Cuando volví en mí, se había cumplido el tiempo y me dispuse a retirarme. Entonces Jesús me dijo: "¡Quédate un poco más conmigo! ¡Ya me dejas solo…!" Al responderle yo que había pasado el tiempo que me indicara mi director espiritual, su Rostro se iluminó. "He aquí mi gloria! –me dijo- ¡La obediencia!
En fin, está a la vista de Uds., el ciento por uno que redituó el corazón de esta hermana humilde, callada, obediente, pobre, siempre bien dispuesta y entrega«a los demás, que sólo tuvo una pasión para revivir en carne propia, la de Jesús, es decir, sufrir con Él la abyección del mal cometido por los hombres -como en la noche del Huerto-, aceptar siempre la Voluntad de Dios -como acto de obediencia reparadora-, desterrar la más leve sombra de pecado, aunque fuese venial - como la Virgen Inmaculada, su Madre Celeste-, y contemplar cuál es la anchura, la profundidad y la longura del más grande misterio de amor manifestado en el Divino Rostro de Cristo Jesús.
Su virtud: el recto orden del amor. Ese hoy nos toca imitar, si queremos que un día el Señor nos muestre su Rostro, el del Corazón que tanto amó a los hombres. Pero la historia de una pasión es siempre, a la vez, una lección que debemos aprender los que no somos ni fríos ni calientes, los que también como ella podemos decir: "Compruebo día a día que soy una nada, más que una nada, una miseria" (Diario, noviembre de 1938).

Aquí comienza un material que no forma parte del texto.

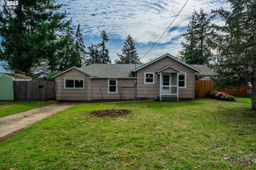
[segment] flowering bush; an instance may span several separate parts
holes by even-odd
[[[226,93],[221,92],[209,92],[206,94],[205,97],[207,98],[222,100],[224,101],[235,101],[236,98],[232,96],[229,95]]]
[[[224,92],[217,92],[216,94],[215,94],[215,96],[214,96],[214,98],[217,99],[217,100],[219,100],[220,99],[220,98],[221,97],[221,96],[226,96],[228,94]]]

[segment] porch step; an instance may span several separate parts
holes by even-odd
[[[158,99],[160,99],[160,96],[157,96]],[[162,96],[161,98],[162,101],[176,101],[177,96]]]

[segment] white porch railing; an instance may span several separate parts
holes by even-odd
[[[162,96],[177,96],[178,93],[177,86],[162,86],[161,88]]]

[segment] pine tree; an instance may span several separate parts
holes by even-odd
[[[22,0],[17,5],[3,6],[0,36],[3,51],[0,60],[8,63],[6,69],[20,70],[30,76],[33,66],[51,55],[49,49],[52,49],[55,33],[65,24],[62,22],[65,14],[57,12],[61,5],[54,5],[53,2]]]
[[[140,63],[139,56],[137,53],[135,44],[132,37],[128,35],[124,42],[123,48],[121,49],[122,54],[116,54],[120,60],[116,59],[115,62],[117,64],[135,64]]]
[[[182,35],[186,43],[182,42],[183,49],[179,52],[179,57],[188,64],[207,64],[213,56],[210,45],[214,33],[211,21],[214,16],[207,19],[207,16],[202,9],[200,14],[194,10],[188,32]]]
[[[228,0],[232,12],[222,8],[213,11],[225,21],[216,25],[221,33],[216,39],[218,63],[215,86],[219,88],[252,85],[252,108],[256,109],[256,2]]]
[[[83,62],[85,60],[86,52],[84,50],[85,46],[83,39],[83,35],[81,33],[80,24],[79,24],[75,36],[75,58],[76,59],[76,66],[81,67]]]
[[[99,57],[100,59],[101,63],[111,63],[111,60],[108,54],[109,51],[106,49],[105,43],[109,41],[108,38],[108,35],[104,30],[101,31],[100,36],[102,39],[101,43],[98,44],[98,46],[100,48]]]
[[[62,48],[58,55],[60,62],[59,70],[64,70],[76,65],[77,59],[75,51],[74,34],[74,30],[70,25],[62,36],[62,46],[60,46]]]
[[[89,65],[93,63],[100,63],[99,57],[100,52],[98,49],[98,46],[92,45],[91,47],[88,47],[89,52],[88,53],[88,58],[85,62],[85,65]]]

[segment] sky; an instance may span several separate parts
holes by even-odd
[[[154,47],[143,58],[162,35],[186,2],[186,0],[56,0],[62,4],[59,11],[66,12],[65,20],[72,19],[75,31],[81,25],[85,46],[101,41],[100,32],[106,31],[110,41],[106,43],[112,63],[119,59],[116,53],[127,36],[133,38],[141,61],[146,63],[168,53],[175,57],[182,49],[181,36],[186,32],[194,10],[200,8],[210,14],[211,10],[230,9],[226,0],[188,0],[180,14]],[[219,18],[214,22],[223,25]],[[88,49],[86,49],[88,51]],[[0,72],[1,72],[0,68]]]

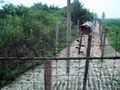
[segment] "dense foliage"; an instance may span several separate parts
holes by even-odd
[[[76,1],[76,0],[75,0]],[[74,3],[73,3],[74,4]],[[79,5],[81,5],[79,3]],[[78,5],[78,6],[79,6]],[[90,12],[79,7],[82,19],[74,12],[73,23],[91,18]],[[76,10],[76,9],[75,9]],[[77,9],[79,10],[79,9]],[[76,10],[76,12],[77,12]],[[84,12],[84,13],[83,13]],[[31,7],[7,4],[0,9],[0,56],[53,56],[55,55],[55,28],[59,23],[59,50],[66,43],[66,7],[58,8],[37,3]],[[77,28],[72,26],[72,40]],[[0,61],[0,88],[40,61]]]
[[[105,19],[102,23],[107,28],[109,43],[120,52],[120,19]]]

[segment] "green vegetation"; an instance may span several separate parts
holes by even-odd
[[[107,29],[110,45],[120,52],[120,19],[105,19],[102,23]]]
[[[92,14],[87,9],[81,6],[79,8],[82,11],[79,11],[82,13],[80,14],[81,22],[92,19]],[[72,9],[74,10],[75,7]],[[73,19],[72,40],[77,36],[76,14],[72,12],[73,18],[76,18]],[[58,8],[41,3],[29,8],[13,4],[3,6],[3,9],[0,9],[0,56],[54,56],[57,22],[59,22],[60,31],[58,47],[61,50],[66,46],[66,7]],[[0,88],[11,83],[28,69],[40,64],[42,62],[37,60],[0,61]]]

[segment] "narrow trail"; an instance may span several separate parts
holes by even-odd
[[[82,42],[85,47],[81,48],[83,54],[78,55],[78,42],[74,41],[71,45],[71,57],[86,56],[87,47],[87,35],[83,36]],[[107,40],[106,40],[107,41]],[[107,42],[108,44],[108,42]],[[99,24],[93,32],[91,56],[101,56],[100,50],[100,36],[99,36]],[[112,54],[111,54],[112,52]],[[105,48],[105,56],[114,56],[115,50],[111,46]],[[58,57],[66,56],[66,48],[62,50]],[[87,79],[87,90],[120,90],[118,83],[113,81],[113,78],[118,71],[120,72],[120,61],[116,60],[92,60],[89,66],[89,75]],[[114,68],[116,64],[117,68]],[[82,90],[83,77],[84,77],[85,60],[71,60],[70,61],[70,74],[69,78],[66,75],[66,61],[52,61],[52,90]],[[114,76],[113,76],[114,74]],[[67,86],[67,82],[69,85]],[[38,66],[33,70],[29,70],[19,78],[17,78],[12,84],[5,86],[1,90],[44,90],[44,68]]]

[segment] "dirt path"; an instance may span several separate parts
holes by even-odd
[[[78,55],[78,42],[74,41],[71,45],[71,57],[86,56],[87,36],[84,35],[82,42],[85,47],[81,48],[83,54]],[[99,24],[97,23],[92,38],[91,56],[101,56],[99,48]],[[112,54],[110,52],[113,52]],[[105,48],[105,55],[113,55],[114,49],[110,46]],[[66,56],[66,49],[62,50],[59,57]],[[120,63],[116,60],[117,63]],[[116,65],[116,68],[114,67]],[[89,75],[87,79],[87,90],[120,90],[118,83],[113,80],[117,78],[120,71],[120,64],[115,64],[113,60],[104,62],[92,60],[90,61]],[[84,76],[85,61],[71,60],[70,74],[66,75],[66,61],[52,62],[52,90],[82,90]],[[12,84],[2,88],[1,90],[44,90],[44,72],[43,66],[38,66],[34,70],[29,70],[21,75]],[[114,76],[113,76],[114,74]],[[69,85],[67,84],[69,82]]]

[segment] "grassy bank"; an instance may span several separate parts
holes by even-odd
[[[105,19],[102,23],[107,29],[107,38],[110,45],[120,52],[120,19]]]

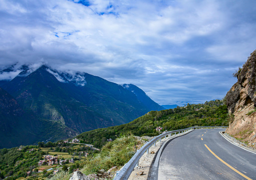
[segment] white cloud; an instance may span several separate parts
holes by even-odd
[[[88,2],[0,0],[0,66],[43,60],[134,84],[161,104],[198,102],[224,96],[256,46],[253,1]]]

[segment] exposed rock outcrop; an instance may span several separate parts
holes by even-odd
[[[242,139],[249,145],[256,142],[256,50],[239,70],[237,82],[227,92],[226,100],[230,114],[226,132]]]

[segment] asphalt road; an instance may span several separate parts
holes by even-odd
[[[256,180],[256,154],[230,143],[221,130],[195,130],[170,141],[160,158],[158,179]]]

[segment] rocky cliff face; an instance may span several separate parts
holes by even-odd
[[[229,126],[226,132],[256,144],[256,50],[237,73],[237,82],[227,92],[226,100]]]

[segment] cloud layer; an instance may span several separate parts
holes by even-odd
[[[255,5],[0,0],[0,67],[44,62],[87,72],[134,84],[161,104],[221,98],[256,48]]]

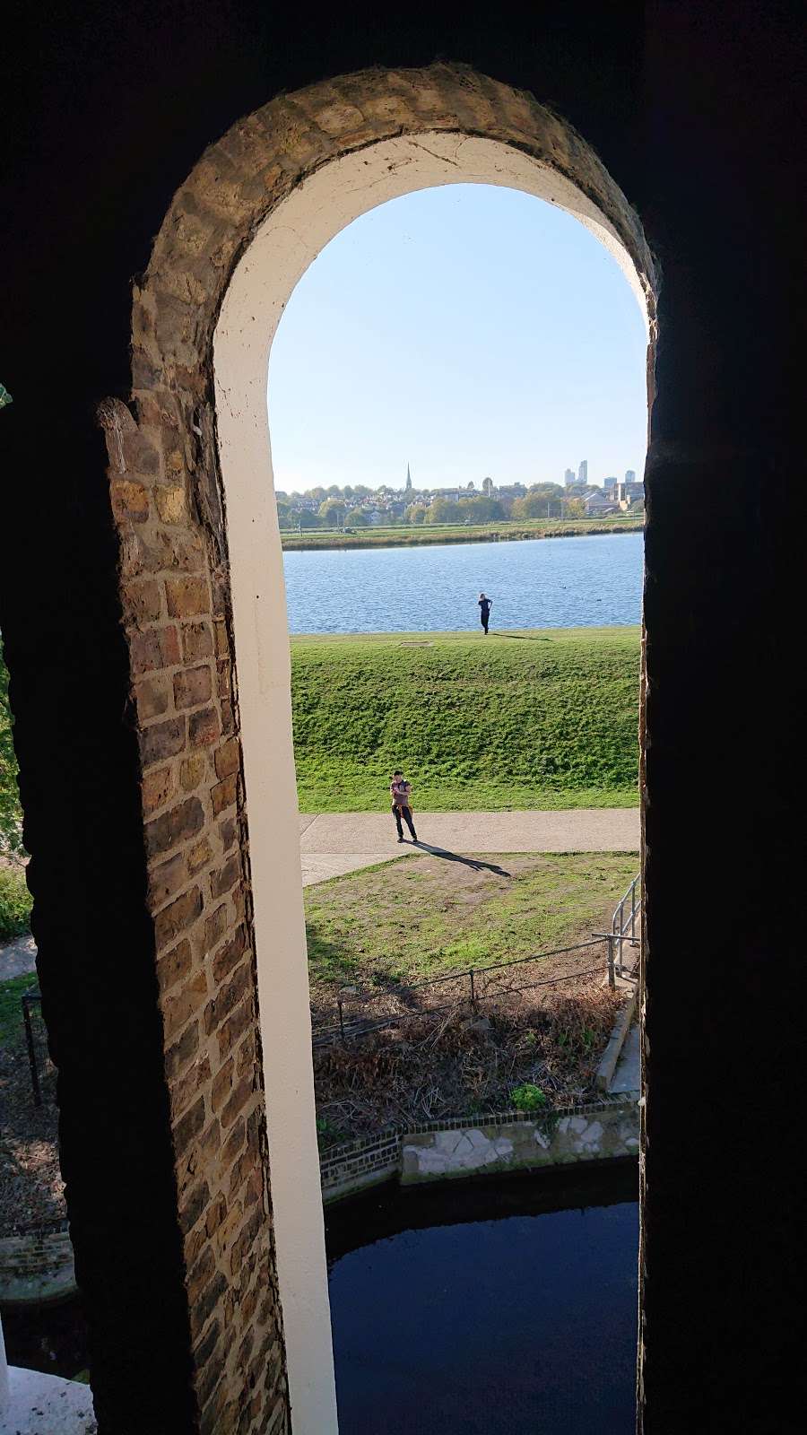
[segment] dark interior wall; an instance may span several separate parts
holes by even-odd
[[[798,7],[467,7],[428,24],[352,7],[323,24],[237,0],[43,4],[11,17],[6,40],[0,379],[14,403],[0,413],[0,629],[43,986],[52,1003],[76,983],[88,992],[56,1053],[66,1175],[82,1191],[75,1208],[103,1228],[111,1162],[138,1172],[116,1191],[131,1309],[178,1254],[172,1223],[152,1218],[169,1181],[164,1095],[146,1076],[158,1033],[132,1022],[128,1000],[152,967],[95,405],[128,392],[131,278],[207,144],[279,89],[464,60],[582,131],[662,263],[646,593],[646,1429],[787,1428],[775,1409],[793,1215],[783,1112],[800,1032],[778,983],[800,970],[796,888],[783,883],[801,730]],[[99,1040],[119,1121],[85,1060]],[[761,1159],[762,1129],[777,1164]],[[109,1363],[116,1313],[103,1312],[102,1280],[93,1297]],[[172,1347],[171,1322],[177,1333],[182,1312],[167,1302],[144,1358]],[[181,1428],[182,1382],[165,1379]]]

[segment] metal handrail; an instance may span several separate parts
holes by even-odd
[[[617,976],[625,976],[625,969],[622,966],[622,949],[625,943],[630,947],[638,946],[636,923],[642,923],[642,874],[638,872],[630,887],[623,893],[619,905],[615,908],[610,930],[613,937],[615,949],[615,970]]]

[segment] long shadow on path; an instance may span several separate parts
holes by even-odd
[[[429,842],[412,842],[412,847],[421,847],[424,851],[431,852],[432,857],[442,858],[444,862],[461,862],[462,867],[472,867],[475,872],[495,872],[497,877],[511,877],[504,867],[497,867],[495,862],[480,862],[475,857],[461,857],[460,852],[449,852],[445,847],[432,847]]]

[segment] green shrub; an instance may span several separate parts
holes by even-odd
[[[22,867],[0,867],[0,941],[29,930],[32,895]]]
[[[521,1086],[514,1086],[510,1092],[510,1101],[516,1111],[540,1111],[547,1104],[546,1093],[540,1086],[533,1086],[530,1081],[526,1081]]]

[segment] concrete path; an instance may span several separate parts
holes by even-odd
[[[638,852],[638,808],[564,812],[415,812],[424,847],[451,852]],[[389,812],[300,814],[303,885],[408,857]]]

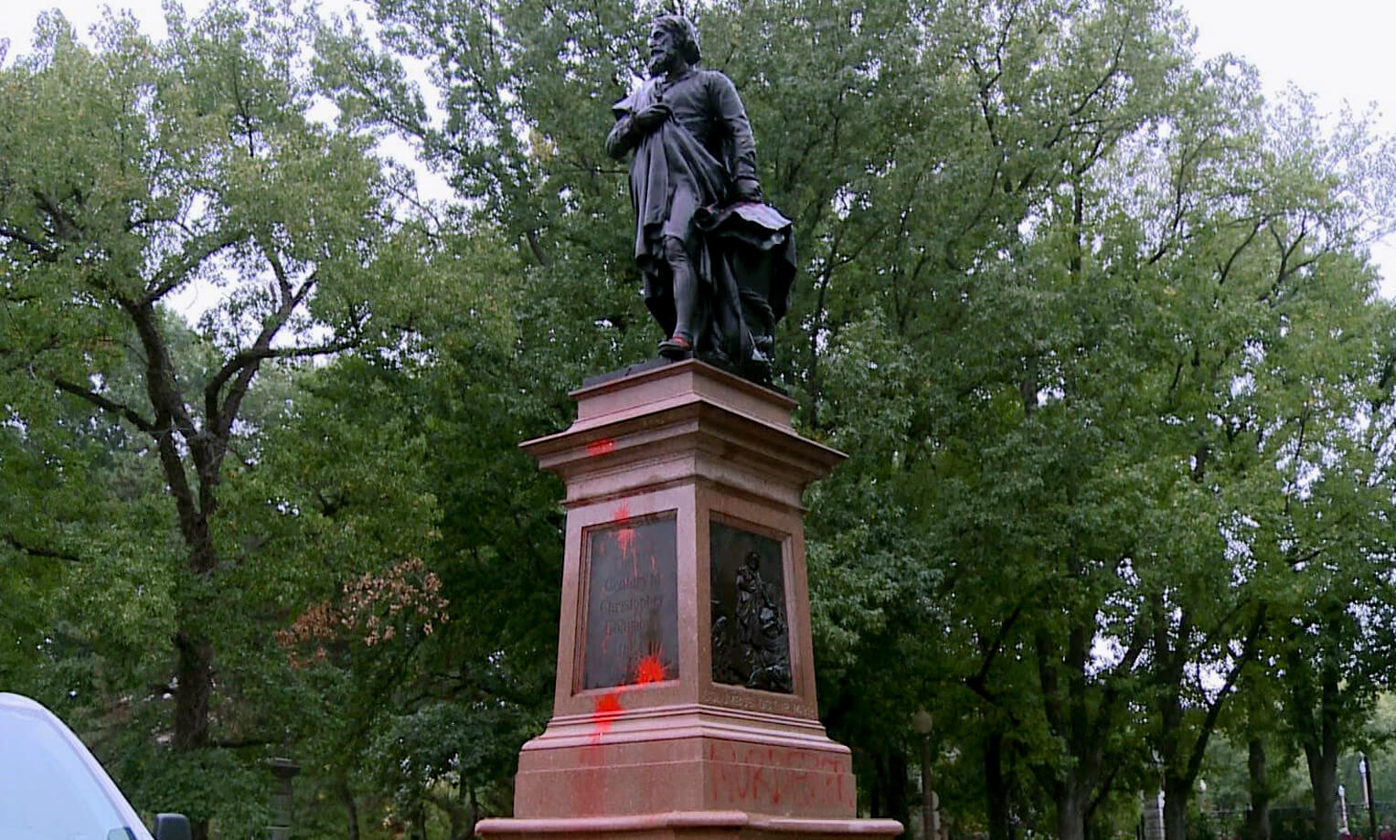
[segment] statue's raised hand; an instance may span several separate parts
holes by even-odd
[[[673,109],[670,109],[667,105],[664,105],[663,102],[656,102],[649,107],[641,109],[631,119],[635,121],[635,126],[641,131],[645,131],[648,134],[655,128],[659,128],[664,123],[664,120],[673,116],[673,113],[674,113]]]

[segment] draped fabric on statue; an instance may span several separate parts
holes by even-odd
[[[674,119],[639,140],[631,160],[635,262],[645,278],[645,304],[667,338],[673,335],[676,313],[662,243],[666,234],[681,239],[705,290],[694,314],[694,350],[743,366],[752,360],[762,340],[769,342],[775,322],[789,308],[794,236],[790,220],[769,205],[725,204],[734,176],[754,169],[750,130],[745,142],[734,142],[727,131],[712,133],[705,145],[685,127],[681,114],[715,112],[718,119],[702,124],[732,124],[740,117],[740,126],[745,127],[732,82],[715,71],[694,75],[691,84],[663,93],[658,80],[649,80],[614,107],[618,119],[625,117],[655,105],[663,95],[676,112]],[[736,114],[725,114],[725,109]],[[769,353],[769,345],[765,352]]]

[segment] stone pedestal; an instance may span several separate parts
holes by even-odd
[[[698,361],[584,387],[524,444],[567,484],[557,689],[493,837],[895,836],[814,696],[804,488],[843,455]]]

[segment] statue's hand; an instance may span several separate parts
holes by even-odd
[[[655,105],[637,112],[631,120],[634,120],[635,126],[641,131],[648,134],[655,128],[659,128],[673,113],[674,112],[667,105],[656,102]]]
[[[732,186],[733,201],[761,201],[761,181],[757,179],[737,179]]]

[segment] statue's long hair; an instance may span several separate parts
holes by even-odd
[[[697,64],[702,61],[702,49],[698,46],[698,28],[692,21],[677,14],[662,14],[655,18],[655,25],[670,32],[678,40],[678,52],[684,61]]]

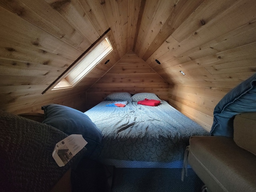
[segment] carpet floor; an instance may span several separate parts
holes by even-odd
[[[181,180],[181,168],[115,168],[111,192],[197,192],[204,183],[191,168]]]

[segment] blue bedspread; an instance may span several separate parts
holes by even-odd
[[[106,106],[109,102],[103,101],[84,113],[102,131],[102,159],[180,160],[190,136],[209,134],[164,101],[154,107],[134,102],[124,108]]]

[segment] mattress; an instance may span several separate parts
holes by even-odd
[[[124,107],[106,106],[111,101],[104,100],[84,112],[102,132],[100,159],[181,160],[191,136],[209,134],[165,101],[156,106],[136,102]]]

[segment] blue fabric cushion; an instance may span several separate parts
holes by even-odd
[[[116,101],[124,101],[130,102],[132,96],[129,93],[126,92],[116,92],[112,93],[106,97],[105,100],[114,100]]]
[[[134,102],[142,101],[144,100],[145,99],[153,99],[161,101],[161,100],[156,94],[152,93],[136,93],[132,97],[132,101]]]
[[[231,90],[217,104],[210,135],[233,137],[236,115],[255,111],[256,73]]]
[[[66,106],[50,104],[42,106],[44,111],[43,123],[64,133],[82,135],[88,143],[85,156],[96,158],[101,152],[102,135],[89,117],[82,112]]]

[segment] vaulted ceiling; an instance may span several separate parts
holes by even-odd
[[[16,113],[64,97],[42,93],[108,28],[114,50],[69,94],[130,51],[170,84],[228,90],[256,70],[254,0],[1,0],[0,16],[0,106]]]

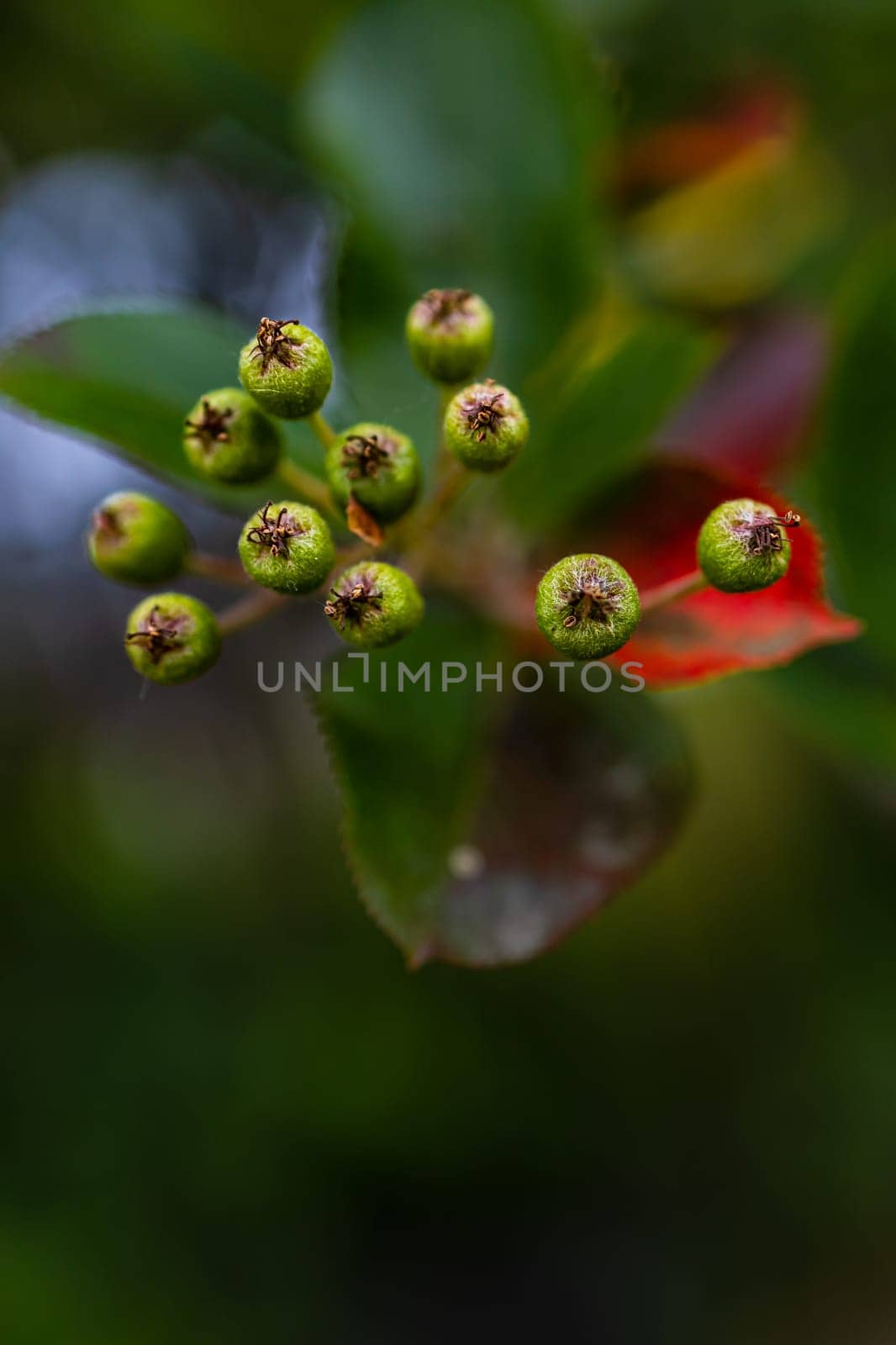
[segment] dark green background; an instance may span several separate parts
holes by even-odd
[[[409,296],[482,288],[527,370],[624,253],[613,145],[795,90],[839,183],[780,277],[837,350],[798,482],[869,633],[666,695],[698,779],[671,853],[533,964],[408,974],[351,892],[307,706],[254,689],[295,624],[139,699],[129,596],[79,541],[137,476],[4,414],[4,1342],[893,1337],[893,28],[883,0],[8,7],[5,336],[113,289],[245,325],[234,191],[299,199],[342,256],[343,405],[402,424],[431,414]],[[186,264],[163,230],[128,270],[126,192],[85,214],[78,174],[135,165],[214,249]]]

Quiera Dios que, con su ejemplo, continuemos descubriendo que esta nada y esta miseria, en las manos de María, y con María perdida en el Corazón de Jesús, puede aspirar a una gran santidad (ibid.), para llegar a la misma convicción de que si un alma santa da mayor gloria a Dios que un millón de almas comunes, yo tengo la obligación de hacerme santa, no por mí, sino por la mayor gloria de Dios (ibid.). Ella, con su resolución, trazó esta vida ejemplar que hemos celebrado, porque sólo ella se animó a elegir: Sí, Padre, lo quiero, a cualquier costo, quiero ser la Santa de la Gloria de Dios, en la humildad, en la ocultación, en la sostenida e incondicional adhesión al querer divino, en el confiado abandono en Dios y en la Obediencia.
El Getsemaní y el Tubernáculo serán mi residencia. Sor Pierina debe desaparecer para dejar en sí misma el lugar a su Jesús (ibid.)...que es todo.